Este diálogo de Mike es muy revelador, porque al final ‘Better Call Saul’ trata sobre lo que está bien y lo que está mal, pregunta que constantemente se hace Jimmy en el ejercicio de su profesión, sobre todo al pensar en aquel millón y medio de dólares de los Kettleman que dejó escapar, y cuya respuesta Mike tiene muy clara. Él se limita a hacer aquello por lo que le pagan, y no se cuestiona nada más. Ese código de conducta –como el bushido– le facilita las cosas, sobre todo de cara a su conciencia.
Pero Mike también tiene un pasado, un pasado triste y doloroso, y sólo en los últimos capítulos empezamos a ver cómo se empieza a introducir en el mundo criminal.

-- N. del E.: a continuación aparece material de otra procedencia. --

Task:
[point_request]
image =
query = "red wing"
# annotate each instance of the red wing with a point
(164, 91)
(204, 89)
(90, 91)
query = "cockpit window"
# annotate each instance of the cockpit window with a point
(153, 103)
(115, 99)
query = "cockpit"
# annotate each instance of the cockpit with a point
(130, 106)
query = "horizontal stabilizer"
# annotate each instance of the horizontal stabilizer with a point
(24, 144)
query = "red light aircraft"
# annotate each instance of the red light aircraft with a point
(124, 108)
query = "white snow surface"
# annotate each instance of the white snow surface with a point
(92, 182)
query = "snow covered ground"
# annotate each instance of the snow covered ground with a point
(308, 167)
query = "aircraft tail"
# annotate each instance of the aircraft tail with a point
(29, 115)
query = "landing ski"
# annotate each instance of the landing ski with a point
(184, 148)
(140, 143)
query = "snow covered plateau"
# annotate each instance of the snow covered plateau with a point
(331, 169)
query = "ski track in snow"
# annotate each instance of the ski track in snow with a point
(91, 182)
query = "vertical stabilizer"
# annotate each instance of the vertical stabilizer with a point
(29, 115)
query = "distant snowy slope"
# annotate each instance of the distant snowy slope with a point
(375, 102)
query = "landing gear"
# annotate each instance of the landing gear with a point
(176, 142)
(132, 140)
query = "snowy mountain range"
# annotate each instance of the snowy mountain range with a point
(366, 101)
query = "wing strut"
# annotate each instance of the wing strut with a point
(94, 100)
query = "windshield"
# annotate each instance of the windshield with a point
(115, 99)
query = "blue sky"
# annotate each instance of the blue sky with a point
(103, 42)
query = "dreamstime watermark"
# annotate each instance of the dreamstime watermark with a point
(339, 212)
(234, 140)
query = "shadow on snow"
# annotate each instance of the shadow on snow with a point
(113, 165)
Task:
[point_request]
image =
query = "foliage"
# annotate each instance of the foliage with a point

De ahí que al principio choque tanto verle trabajar en algo tan rutinario y desprovisto de toda épica como guardia de seguridad de un aparcamiento, el primer vínculo que establece con Saul.
Ahora bien, después de ver cómo en los dos primeros capítulos aparecían dos caras conocidas de ‘Breaking Bad’ como Mike y Tuco –lo de Mike tiene su justificación, habida cuenta de que cuando lo conocimos trabajaba para Saul, además de para Gus Fring, pero Tuco no tenía por qué cruzarse en el camino de Jimmy, y, la verdad, no es muy razonable que eso ocurriera–, me temí que esto fuera a convertirse una sucesión de cameos. Falsa alarma. Por suerte, al final no fue así.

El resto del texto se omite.